Title: Mrs. Dalloway
Country: UK, Netherlands, USA
Genre: Drama Romance
Director: Marleen Gorris
Screenwriter Eileen Atkins
based on the novel by Virginia Woolf
Music: Ilona Sekacz
Cinematography: Sue Gibson
Oliver Ford Davies
Making little splash upon its release, reckoned as a box office disaster and largely went under the radar in the awards season, Dutch director Marleen Gorris’ adaptation of Virginia Woolf’s MRS. DALLOWAY, the follow-up of her Oscar-winning picture ANTONIA’S LINE (1995), is indeed a predominantly distaff labor of love: the late DP Sue Gibson was the first female member of the British Society of Cinematographers, and later became its first female president in 2008; its soothing score is composed by Ilona Sekacz, and the script is penned by none other than Dame Eileen Atkins.
Although the film’s bleak fiscal reception almost bankrupted Atkins (since she and her husband Bill Shepherd invested their own money to this passion project), as a Woolf connoisseur, she would brave another writing-dabbling in Chanya Button’s VITA AND VIRGINIA (2018), starring Elizabeth Debicki as Virginia and Gemma Arterton as author Vita Sachville-West, the inspiration behind Woolf’s ORLANDO, hope you haven’t invested your nest egg this time, Dame Atkins.
Therefore, one might offhand gauge that Gorris’ work is rather unremarkable, especially compared to Stephen Daldry’s virtuoso THE HOURS (2002), Michael Cunningham’s Pulitzer winning source novel is a re-imagination of MRS. DALLOWAY’s influence on three women from three different generations (including the last day of Ms. Woolf herself), but truth to be told, Gorris and her team has achieved no small feat in reifying the novel’s freewheeling stream of consciousness, garnering the inner thoughts of Ms. Clarissa Dalloway’s (Redgrave), the wife of politician Richard Dalloway (Standing), on the day of June 13, 1923, London (echoing THE HOURS’ one-day time-frame, and herself is reincarnated by the party-planning Clarissa Vaughan in the modern day New York), when she prepares a party which she will host later that evening in her residence.

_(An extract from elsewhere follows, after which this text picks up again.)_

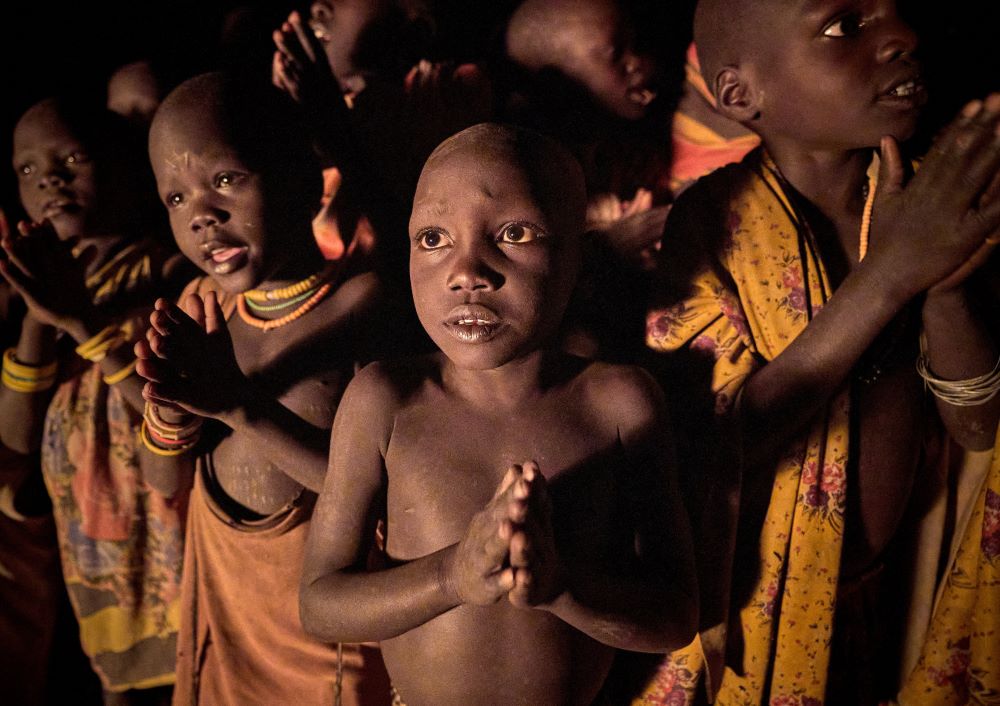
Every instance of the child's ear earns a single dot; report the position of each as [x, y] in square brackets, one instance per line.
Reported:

The unbidden visit of her old flame Peter Walsh (Kitchen), who returns to London after years in India, disconcerts Clarissa, whose memories hack back to the era when she was a young girl (McElhone), her dithering decision between a young Peter (Cox) and a young Richard (Portal), with the former she feel suffocated by his passionate affection and with the latter, what they cherish is a more secure, placid kind of love that grants her room to breathe, so finally she chooses Richard and breaks Peter’s heart. She also fondly reminisces the friendship between her and Sally (Headey), with whom she spontaneously shares a kiss, and is apparently ruffled by the thrill. Gorris nimbly juggles between present and past with an unshowy fluidity that quietly contemplates the characters’ strength in conveying the nuanced, unfeigned, affectionate outpouring of their feelings, including a subplot about a WWI veteran Septimus Warren Smith (Graves), who is ailed by delayed shell shock, and whose tragedy prompts Clarissa to deliberate darker thought on the eve of her party, where all her current and old friends are congregated together, and she saves her last dance to Peter.

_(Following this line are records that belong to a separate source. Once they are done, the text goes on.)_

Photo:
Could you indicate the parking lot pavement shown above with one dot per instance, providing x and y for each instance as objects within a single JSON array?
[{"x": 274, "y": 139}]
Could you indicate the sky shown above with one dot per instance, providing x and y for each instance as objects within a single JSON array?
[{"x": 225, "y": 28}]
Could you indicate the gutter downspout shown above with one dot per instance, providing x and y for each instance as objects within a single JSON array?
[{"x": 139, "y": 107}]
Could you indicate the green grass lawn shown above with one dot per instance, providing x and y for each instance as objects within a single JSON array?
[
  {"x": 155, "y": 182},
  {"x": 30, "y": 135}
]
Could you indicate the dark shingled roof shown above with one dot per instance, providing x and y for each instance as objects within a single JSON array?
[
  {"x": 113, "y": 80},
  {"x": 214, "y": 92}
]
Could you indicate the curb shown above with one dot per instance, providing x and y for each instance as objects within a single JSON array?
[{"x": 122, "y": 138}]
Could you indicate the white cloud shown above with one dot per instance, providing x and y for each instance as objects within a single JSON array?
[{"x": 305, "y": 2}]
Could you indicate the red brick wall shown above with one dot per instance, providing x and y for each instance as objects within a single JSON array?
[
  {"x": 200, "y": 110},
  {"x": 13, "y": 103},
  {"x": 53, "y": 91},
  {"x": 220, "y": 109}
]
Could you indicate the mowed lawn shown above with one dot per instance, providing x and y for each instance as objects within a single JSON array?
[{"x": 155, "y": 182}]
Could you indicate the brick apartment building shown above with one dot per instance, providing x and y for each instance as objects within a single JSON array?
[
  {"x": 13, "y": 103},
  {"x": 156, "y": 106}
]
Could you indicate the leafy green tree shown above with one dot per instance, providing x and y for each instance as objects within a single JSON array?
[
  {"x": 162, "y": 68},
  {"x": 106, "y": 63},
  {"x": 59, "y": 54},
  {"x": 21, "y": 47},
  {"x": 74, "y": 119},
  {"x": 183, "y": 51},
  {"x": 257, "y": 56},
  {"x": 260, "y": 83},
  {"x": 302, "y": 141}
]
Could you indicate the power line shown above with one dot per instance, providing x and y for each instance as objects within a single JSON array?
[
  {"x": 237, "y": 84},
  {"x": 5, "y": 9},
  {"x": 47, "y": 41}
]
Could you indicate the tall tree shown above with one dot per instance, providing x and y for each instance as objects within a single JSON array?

A radiant Redgrave is gilded with sublime vulnerability and elegance, but inwardly, her Mrs. Dalloway is an unusual heroine who sagaciously forsakes passionate impulse for a less adventurous life that befits her, as opposing to most cinematic portraying of young girls, and among its capable dramatis personae, Rupert Graves stands out in exemplifying a young man’s war-stricken psyche with soul-shattering pathos. At any rate, MRS. DALLOWAY is a beautiful endeavor to visual Woolf’s text on the screen and it prevails over any skepticism that this female-led delicacy is anything but affecting.
referential entries: Sally Potter’s ORLANDO (1992, 7.4/10); Stephen Daldry’s THE HOURS (2002, 9.4/10).